Esta es la génesis del famoso control difuso de la constitucionalidad, también conocido como sistema americano, a partir del cual todo tribunal del Estado tiene la facultad de ejercer el control constitucional de las normas que integran el ordenamiento jurídico y que, también es una consecuencia del principio de primacía de la Constitución previsto en el artículo 6 de nuestra Carta Magna. El control difuso ha estado presente en nuestro sistema constitucional desde la Constitución de San Cristóbal del 1844 en los artículos 35 y 125. Actualmente este control reposa en los artículos 188 de la Constitución y 51-52 de la ley orgánica del Tribunal Constitucional. Sin embargo, el efecto producido por las sentencias bajo el control difuso no es contra toda autoridad ni es vinculante a los demás poderes del Estado, como ocurre con el control concentrado ejercido por el Tribunal Constitucional (efecto erga omnes); no obstante, no deja de tener una utilidad indiscutible, de ahí que surge la discusión en torno a si este control solo lo pueden ejercer los demás tribunales del orden judicial, o si también lo puede aplicar el propio Tribunal Constitucional.

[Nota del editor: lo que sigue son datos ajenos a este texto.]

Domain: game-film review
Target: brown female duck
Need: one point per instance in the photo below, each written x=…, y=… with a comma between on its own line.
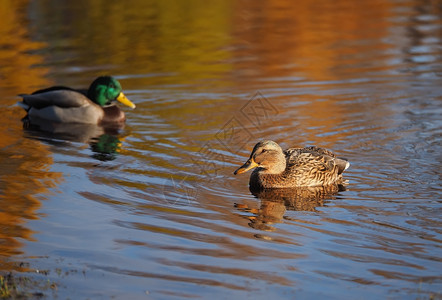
x=294, y=167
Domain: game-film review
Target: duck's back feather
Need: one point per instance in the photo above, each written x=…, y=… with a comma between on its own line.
x=59, y=98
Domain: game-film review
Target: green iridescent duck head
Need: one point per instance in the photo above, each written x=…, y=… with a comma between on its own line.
x=106, y=89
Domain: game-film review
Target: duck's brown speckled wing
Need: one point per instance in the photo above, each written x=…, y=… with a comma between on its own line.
x=315, y=157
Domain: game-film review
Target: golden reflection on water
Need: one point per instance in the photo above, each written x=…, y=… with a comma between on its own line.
x=25, y=163
x=190, y=67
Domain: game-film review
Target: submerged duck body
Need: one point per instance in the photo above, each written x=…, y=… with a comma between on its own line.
x=291, y=168
x=66, y=105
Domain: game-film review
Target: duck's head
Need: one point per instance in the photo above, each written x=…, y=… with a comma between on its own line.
x=106, y=89
x=266, y=155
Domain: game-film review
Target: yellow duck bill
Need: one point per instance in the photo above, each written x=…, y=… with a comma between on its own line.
x=123, y=99
x=250, y=164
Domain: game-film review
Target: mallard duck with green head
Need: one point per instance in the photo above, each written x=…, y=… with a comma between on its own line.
x=67, y=105
x=291, y=168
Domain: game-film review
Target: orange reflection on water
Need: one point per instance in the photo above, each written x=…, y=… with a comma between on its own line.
x=25, y=175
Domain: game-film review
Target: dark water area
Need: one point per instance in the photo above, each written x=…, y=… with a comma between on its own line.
x=153, y=210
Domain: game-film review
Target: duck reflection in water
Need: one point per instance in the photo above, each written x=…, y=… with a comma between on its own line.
x=104, y=141
x=275, y=203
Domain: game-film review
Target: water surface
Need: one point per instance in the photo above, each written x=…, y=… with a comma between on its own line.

Para un sector de la doctrina, aplicación exegética del artículo 51 de la ley núm. 137-11 impide que el Tribunal Constitucional pueda ejercer este control, pues textualmente indica que esta reservado solo para “todo juez o tribunal del Poder Judicial”. Otra corriente plantea que la Constitución de la República en su artículo 188 amplía el alcance a todos “los tribunales de la República”, lo que incluso ha dado ese poder a otras Cortes como el Tribunal Superior Electoral y que nada impide que el Tribunal Constitucional en ocasión, por ejemplo, de una revisión de ordenanza de amparo ejerza ese control. Ahora bien, en la opinión del propio Tribunal Constitucional dada en su sentencia TC 670/16 del 14/12/16: “este tribunal como único órgano calificado para estatuir acerca de la constitucionalidad… no debe –y de hecho no puede– ejercer también el control difuso de constitucionalidad… debido a que el legislador le ha confiado dicha potestad a los jueces o tribunales del Poder Judicial…”

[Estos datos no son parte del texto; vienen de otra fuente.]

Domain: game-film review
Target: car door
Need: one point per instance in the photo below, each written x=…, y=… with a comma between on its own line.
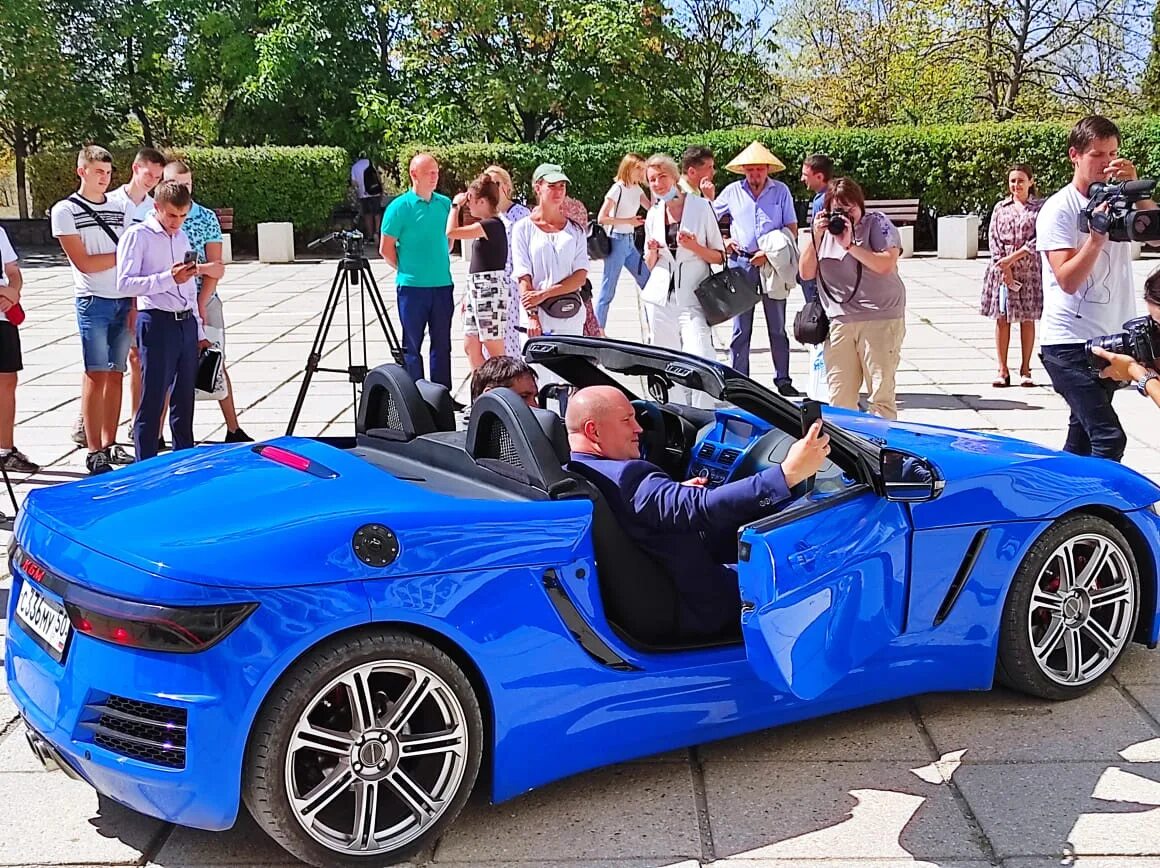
x=824, y=587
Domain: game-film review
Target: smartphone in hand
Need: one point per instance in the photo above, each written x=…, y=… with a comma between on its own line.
x=811, y=412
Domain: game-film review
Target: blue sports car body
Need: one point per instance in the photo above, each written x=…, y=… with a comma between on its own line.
x=341, y=634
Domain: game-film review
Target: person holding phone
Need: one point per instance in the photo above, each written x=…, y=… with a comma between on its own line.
x=680, y=526
x=1013, y=286
x=157, y=265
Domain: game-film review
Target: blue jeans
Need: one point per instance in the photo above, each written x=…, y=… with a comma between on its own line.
x=1094, y=428
x=427, y=310
x=103, y=326
x=775, y=324
x=624, y=253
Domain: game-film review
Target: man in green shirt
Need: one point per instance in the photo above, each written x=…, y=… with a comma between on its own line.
x=414, y=241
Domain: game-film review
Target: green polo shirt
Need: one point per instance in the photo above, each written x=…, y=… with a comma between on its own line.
x=419, y=229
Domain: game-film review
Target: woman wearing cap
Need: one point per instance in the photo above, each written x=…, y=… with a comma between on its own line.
x=681, y=241
x=854, y=253
x=550, y=259
x=758, y=205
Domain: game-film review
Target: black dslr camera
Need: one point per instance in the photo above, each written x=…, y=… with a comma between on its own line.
x=1140, y=339
x=1123, y=221
x=839, y=221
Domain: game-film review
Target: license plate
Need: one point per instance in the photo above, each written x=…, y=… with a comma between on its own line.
x=44, y=619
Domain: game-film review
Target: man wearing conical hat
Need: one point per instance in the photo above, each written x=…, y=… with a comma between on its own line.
x=756, y=205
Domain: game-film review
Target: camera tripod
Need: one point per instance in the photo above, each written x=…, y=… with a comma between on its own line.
x=353, y=270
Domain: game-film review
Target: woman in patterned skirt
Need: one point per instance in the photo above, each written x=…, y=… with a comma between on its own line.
x=1013, y=289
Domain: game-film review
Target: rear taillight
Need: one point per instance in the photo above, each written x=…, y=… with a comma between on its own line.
x=179, y=629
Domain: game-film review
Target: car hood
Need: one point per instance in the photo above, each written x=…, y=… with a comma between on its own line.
x=995, y=478
x=229, y=516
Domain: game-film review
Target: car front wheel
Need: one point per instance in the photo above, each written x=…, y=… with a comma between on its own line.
x=364, y=752
x=1071, y=610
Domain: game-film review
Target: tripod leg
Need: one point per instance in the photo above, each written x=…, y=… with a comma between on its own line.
x=316, y=352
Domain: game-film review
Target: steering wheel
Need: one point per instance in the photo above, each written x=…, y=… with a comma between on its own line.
x=652, y=438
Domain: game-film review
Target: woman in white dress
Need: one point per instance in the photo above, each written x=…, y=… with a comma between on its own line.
x=682, y=240
x=550, y=260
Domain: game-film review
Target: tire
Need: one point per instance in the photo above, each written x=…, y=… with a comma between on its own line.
x=1071, y=609
x=364, y=752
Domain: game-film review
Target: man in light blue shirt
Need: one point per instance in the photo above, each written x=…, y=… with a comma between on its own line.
x=758, y=205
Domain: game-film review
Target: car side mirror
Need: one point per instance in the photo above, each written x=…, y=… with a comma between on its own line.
x=908, y=478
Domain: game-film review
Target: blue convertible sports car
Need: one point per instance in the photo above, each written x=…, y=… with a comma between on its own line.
x=347, y=635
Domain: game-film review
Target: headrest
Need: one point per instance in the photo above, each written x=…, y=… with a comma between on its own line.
x=391, y=405
x=437, y=398
x=552, y=426
x=507, y=436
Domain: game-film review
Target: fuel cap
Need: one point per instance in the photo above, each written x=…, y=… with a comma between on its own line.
x=376, y=545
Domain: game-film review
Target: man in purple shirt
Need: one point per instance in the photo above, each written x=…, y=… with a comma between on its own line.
x=758, y=205
x=151, y=265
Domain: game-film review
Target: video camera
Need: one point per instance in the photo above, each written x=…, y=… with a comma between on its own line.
x=1123, y=221
x=352, y=241
x=1140, y=339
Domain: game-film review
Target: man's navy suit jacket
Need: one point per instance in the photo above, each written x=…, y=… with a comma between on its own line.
x=682, y=527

La pre citada decisión contiene, sin embargo, un interesantísimo voto disidente del Mag. Hermógenes Acosta, en el que sustenta: “resulta evidente que el referido texto legal (art. 51) consagra una limitación que no se contempla en el texto constitucional (art. 188), de manera que entre los referidos textos existe una parcial contradicción. Ante tal contradicción debe preferirse la norma de mayor jerarquía, es decir, la Constitucional. De lo anterior resulta que constitucionalmente el Tribunal Constitucional tiene facultad para conocer de las excepciones de inconstitucionalidad, en la medida que es un tribunal de la República”. Este último criterio ha alcanzado mayor aceptación en la comunidad jurídica, no solo por ser el más razonable y defendible académicamente hablando, sino porque representa una verdad de Perogrullo: mientras más acciones existan para garantizar la supremacía de la Constitución, mejor.